Dario AndreolliPESARO – “Proprio in questi giorni in cui l’amministrazione comunale è costretta a correre ai ripari con un tardivo dialogo con i bagnini sulle discutibili modifiche al piano spiaggia, i veri nodi del litorale pesarese vengono al pettine e riportano alla ribalta i problemi irrisolti che da anni frenano e limitano l’attività degli operatori balneari e di conseguenza l’offerta turistica”.

Il consigliere comunale Dario Andreolli interviene in merito alla recenti questioni che stanno coinvolgendo su più fronti il rapporto tra gli operatori balneari e il Comune di Pesaro.

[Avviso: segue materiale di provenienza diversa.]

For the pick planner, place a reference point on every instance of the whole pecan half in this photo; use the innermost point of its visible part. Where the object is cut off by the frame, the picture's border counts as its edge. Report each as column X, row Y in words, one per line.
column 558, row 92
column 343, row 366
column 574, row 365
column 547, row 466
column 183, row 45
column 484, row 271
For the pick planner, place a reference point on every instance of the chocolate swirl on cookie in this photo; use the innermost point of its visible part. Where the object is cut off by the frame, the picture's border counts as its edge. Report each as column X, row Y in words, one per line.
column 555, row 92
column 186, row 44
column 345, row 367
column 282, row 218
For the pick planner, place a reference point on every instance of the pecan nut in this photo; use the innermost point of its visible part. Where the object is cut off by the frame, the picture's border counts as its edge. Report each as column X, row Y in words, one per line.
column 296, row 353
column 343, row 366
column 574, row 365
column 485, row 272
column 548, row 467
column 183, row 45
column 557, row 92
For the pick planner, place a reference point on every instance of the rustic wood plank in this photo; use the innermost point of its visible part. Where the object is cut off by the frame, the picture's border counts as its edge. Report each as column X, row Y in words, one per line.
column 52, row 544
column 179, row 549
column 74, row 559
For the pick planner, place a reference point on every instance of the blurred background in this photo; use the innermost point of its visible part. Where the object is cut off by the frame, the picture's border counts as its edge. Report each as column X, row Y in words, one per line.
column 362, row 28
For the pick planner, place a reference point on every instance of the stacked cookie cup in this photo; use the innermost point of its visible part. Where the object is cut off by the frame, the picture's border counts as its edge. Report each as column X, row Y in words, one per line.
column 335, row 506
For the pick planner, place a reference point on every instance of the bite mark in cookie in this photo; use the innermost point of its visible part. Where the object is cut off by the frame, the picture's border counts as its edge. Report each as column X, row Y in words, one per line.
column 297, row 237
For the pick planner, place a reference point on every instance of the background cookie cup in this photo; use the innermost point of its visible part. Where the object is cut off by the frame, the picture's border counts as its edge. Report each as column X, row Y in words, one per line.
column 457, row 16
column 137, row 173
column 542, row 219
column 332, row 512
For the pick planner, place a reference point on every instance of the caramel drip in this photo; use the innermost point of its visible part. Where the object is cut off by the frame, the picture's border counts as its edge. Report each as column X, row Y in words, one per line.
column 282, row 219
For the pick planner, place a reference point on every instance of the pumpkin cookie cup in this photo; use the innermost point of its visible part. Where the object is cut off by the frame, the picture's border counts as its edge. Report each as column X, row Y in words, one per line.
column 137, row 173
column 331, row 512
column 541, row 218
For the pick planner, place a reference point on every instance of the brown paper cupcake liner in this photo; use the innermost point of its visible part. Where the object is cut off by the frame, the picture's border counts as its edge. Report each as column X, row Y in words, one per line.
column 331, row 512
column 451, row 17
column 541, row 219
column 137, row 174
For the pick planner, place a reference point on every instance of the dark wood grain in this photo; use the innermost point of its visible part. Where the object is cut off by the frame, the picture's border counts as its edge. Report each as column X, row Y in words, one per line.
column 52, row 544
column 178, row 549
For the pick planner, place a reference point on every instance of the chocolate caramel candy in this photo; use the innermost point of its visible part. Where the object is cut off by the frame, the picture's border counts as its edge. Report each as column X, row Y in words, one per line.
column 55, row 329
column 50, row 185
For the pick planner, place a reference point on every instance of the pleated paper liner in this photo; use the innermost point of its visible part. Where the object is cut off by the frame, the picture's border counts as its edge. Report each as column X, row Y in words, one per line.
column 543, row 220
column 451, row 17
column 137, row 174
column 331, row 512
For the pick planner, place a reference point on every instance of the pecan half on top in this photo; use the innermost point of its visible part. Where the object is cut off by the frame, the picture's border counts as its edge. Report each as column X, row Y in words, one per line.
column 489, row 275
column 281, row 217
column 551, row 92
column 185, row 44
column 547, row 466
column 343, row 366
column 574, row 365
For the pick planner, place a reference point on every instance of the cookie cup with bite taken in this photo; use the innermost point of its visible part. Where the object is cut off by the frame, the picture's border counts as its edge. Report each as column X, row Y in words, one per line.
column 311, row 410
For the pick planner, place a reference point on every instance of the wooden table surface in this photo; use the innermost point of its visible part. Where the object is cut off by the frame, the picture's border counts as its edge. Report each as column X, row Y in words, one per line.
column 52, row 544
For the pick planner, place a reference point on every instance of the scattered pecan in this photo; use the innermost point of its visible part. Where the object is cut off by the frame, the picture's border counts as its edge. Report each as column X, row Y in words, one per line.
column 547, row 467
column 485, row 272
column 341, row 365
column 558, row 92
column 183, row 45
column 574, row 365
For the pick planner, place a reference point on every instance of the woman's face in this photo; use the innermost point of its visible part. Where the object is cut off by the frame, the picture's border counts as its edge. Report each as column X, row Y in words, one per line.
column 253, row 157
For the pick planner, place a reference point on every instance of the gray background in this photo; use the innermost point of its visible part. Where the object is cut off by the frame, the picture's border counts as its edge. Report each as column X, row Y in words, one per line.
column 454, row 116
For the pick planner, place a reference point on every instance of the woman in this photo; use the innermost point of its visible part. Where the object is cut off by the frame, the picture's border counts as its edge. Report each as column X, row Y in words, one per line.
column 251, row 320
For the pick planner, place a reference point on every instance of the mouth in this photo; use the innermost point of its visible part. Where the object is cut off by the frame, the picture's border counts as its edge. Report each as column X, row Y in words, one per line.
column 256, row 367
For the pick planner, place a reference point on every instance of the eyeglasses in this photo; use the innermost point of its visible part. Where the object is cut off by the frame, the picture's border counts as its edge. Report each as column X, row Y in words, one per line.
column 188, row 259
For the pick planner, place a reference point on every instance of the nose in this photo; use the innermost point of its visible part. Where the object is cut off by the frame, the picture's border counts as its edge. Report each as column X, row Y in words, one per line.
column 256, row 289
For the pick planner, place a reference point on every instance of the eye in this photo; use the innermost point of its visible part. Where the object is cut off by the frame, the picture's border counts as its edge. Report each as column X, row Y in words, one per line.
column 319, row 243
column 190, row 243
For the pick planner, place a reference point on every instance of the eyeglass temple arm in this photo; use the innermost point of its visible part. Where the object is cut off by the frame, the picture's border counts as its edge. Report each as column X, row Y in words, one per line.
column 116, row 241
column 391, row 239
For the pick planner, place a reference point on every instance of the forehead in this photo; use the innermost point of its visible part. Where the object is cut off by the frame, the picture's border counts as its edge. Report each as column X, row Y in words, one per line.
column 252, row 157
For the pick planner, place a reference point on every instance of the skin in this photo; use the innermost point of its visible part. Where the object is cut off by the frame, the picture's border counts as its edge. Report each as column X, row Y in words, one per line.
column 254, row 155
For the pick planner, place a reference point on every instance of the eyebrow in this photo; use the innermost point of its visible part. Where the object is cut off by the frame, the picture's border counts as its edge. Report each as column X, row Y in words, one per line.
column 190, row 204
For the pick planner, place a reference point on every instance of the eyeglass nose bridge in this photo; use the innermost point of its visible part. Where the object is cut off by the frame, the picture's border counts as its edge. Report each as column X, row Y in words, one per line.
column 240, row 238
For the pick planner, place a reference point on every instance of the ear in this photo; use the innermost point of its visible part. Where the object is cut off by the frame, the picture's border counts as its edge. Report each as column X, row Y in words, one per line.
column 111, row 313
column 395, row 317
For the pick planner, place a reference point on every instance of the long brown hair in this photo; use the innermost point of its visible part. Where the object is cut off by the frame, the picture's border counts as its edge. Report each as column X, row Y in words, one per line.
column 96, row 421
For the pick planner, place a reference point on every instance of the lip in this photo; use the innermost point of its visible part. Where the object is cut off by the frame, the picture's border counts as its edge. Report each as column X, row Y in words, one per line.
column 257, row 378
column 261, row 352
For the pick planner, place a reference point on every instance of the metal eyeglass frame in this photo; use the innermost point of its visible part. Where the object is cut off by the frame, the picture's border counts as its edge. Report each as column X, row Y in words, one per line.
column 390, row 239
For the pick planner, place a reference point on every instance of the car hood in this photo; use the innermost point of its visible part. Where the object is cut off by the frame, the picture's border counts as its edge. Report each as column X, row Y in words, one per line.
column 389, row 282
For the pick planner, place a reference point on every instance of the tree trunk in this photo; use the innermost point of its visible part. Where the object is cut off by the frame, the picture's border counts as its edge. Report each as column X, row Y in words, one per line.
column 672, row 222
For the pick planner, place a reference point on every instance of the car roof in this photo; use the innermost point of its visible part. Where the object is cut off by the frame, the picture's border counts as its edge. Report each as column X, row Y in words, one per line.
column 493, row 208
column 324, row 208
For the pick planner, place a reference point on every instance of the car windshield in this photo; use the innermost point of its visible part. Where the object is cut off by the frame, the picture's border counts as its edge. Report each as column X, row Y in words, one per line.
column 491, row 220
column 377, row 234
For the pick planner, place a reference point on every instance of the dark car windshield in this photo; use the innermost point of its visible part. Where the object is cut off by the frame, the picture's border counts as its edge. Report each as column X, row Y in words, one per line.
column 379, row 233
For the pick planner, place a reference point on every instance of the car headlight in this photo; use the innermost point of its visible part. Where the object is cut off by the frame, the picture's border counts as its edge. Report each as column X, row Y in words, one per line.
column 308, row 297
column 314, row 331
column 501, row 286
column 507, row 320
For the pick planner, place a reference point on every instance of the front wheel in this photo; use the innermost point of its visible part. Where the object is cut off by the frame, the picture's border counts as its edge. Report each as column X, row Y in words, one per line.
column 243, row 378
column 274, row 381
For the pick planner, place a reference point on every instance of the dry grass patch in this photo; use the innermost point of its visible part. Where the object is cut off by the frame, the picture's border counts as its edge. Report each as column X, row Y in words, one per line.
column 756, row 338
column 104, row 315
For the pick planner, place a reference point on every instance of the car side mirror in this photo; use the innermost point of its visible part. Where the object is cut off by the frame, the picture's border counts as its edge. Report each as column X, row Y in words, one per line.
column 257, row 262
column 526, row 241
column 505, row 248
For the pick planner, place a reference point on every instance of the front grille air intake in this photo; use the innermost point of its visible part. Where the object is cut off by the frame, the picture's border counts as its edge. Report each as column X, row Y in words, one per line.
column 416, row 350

“L’ordinanza di divieto di balneazione temporanea in via preventiva di 80 metri a nord ed 80 a sud della foce del Genica – scrive Andreolli – ripropone la questione irrisolta dell’inquinamento di quella zona che da anni limita la vivibilità e la qualità delle spiagge adiacenti e dell’intero tratto di Levante. La riqualificazione di questo tratto deve essere una priorità per l’amministrazione comunale. Da tempo giacciono nei cassetti alcuni progetti ad hoc, mai finanziati o ritenuti troppo costosi. E’ ora di invertire la rotta e trovare una rapida ed adeguata soluzione”.

“Come se non bastasse – continua il consigliere comunale – anche il tratto di Ponente lamenta in questi giorni il problema di sempre legato all’eccessiva erosione della spiaggia. La petizione popolare lanciata da poco dai bagnini sta raccogliendo i consensi di cittadini e turisti e rappresenta l’ultimo tentativo per porre sotto i riflettori questo problema dopo anni di rinvii. Ai lavori di posizionamento delle scogliere soffolte avvenute nel 1980, non sono seguiti i lavori di manutenzione , di rifioritura delle scogliere e di adeguamento dei varchi e di conseguenza urgono interventi immediati per non compromettere la fruibilità di questo tratto di litorale”.

“A settembre – propone il consigliere Dario Andreolli – appena terminata la stagione estiva invito il sindaco Ricci a convocare un tavolo di lavoro operativo che coinvolga gli operatori del settore, la Giunta ed il Consiglio Comunale, la Regione e gli esperti della materia, al fine di analizzare tutte le possibili soluzioni ed i progetti emersi in questi anni e stendere un cronoprogramma di interventi puntuali”.

“E’ inutile – conclude il consigliere Dario Andreolli – parlare di sviluppo del turismo se non vengono realizzati quegli investimenti strutturali capaci di aumentare la funzionalità e la capacità di accoglienza del nostro litorale, specialmente nella zona di viale Trieste che maggiormente risente della presenza alberghiera.
E’ ora che l’amministrazione comunale sia più concreta nel risolvere queste problematiche che da troppi anni vengono accantonate e non ritenute prioritarie”.